Malobika agrees. She says the minute one of their own children is found to be homosexual, a “liberated, educated” couple will try for therapy or marriage.

Says Abir, her colleague at Sappho, that the attitude towards gay women cuts across all sections too. “From the lowest class to the very upper classes, no one is very open to two women in a relationship,” she says.

The good news is that the gay community, within itself, is far more democratic. Since a gay person has less choice, he tends to be much less fussy about matters like class or creed when it comes to choosing a partner.

“If I like someone, I will not hesitate about where he comes from, even if he sleeps on the pavements,” says the resident of a multi-storeyed building in central Calcutta.

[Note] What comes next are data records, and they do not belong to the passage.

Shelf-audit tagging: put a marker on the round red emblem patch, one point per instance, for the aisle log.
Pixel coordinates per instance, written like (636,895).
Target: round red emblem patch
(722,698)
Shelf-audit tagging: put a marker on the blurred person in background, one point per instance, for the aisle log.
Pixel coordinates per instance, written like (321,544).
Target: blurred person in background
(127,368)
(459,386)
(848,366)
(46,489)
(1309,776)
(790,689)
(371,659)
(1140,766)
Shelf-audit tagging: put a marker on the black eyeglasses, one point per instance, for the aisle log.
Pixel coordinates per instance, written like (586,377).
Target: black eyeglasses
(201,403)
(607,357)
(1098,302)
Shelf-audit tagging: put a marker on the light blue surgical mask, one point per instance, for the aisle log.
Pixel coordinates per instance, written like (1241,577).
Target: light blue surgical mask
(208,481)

May the heterosexuals start thinking like that.

 

Meeting of all faithfuls

http://www.telegraphindia.com/1090712/images/12metgay.jpg

A rally in the city on July 2 to celebrate the Delhi High Court verdict decriminalising adult homosexual relationships. Picture by Bishwarup Dutta

Homosexual tendencies are unnatural and should not be encouraged. The Delhi High Court verdict decriminalising homosexuality is wrong and needs to be challenged. That was the main point made at a meeting of the heads of all religions in the city on Friday. The All Faith Forum brought together Rt Rev. P.S.P. Raju, former bishop of Calcutta Diocese, Jain leader Muni Mani Kumar Maharaj, Quari Fazurul Rahman, “Yogi” Bijay Chaturvedi, Pt Narayan Sehal and Dr Revatha (senior Buddhist monk) and others to address the issue.

Syed Athar Abbas was the most vocal. “It is an abnormality, a disease. People like these should be treated. Homosexuality shouldn’t be legalised. My religion says people having homosexual relationships should be killed and burnt,” he said with feeling. While others were not so violent, the disapproval was clear. “It is against nature. It is against the principle of creation. Only the union of opposite sexes is approved by nature and religion,” said Bijay Chaturvedi.

Kuldip Singh Virdhi, who represented the Sikh faith, said that neither their religion nor the gurdwara gave permission for this union. Rev. P.S.P. Raju, ended the session by saying that while he could sympathise with people with such preferences, he could not empathise with them. “If they are harassed we will try to give them justice. But at the same time we cannot let it be legalised,” he said. The forum feared that legalising homosexual sex would make more people homosexual. The religious heads also vowed that they would fight this verdict in the Supreme Court and even in Parliament, if need be.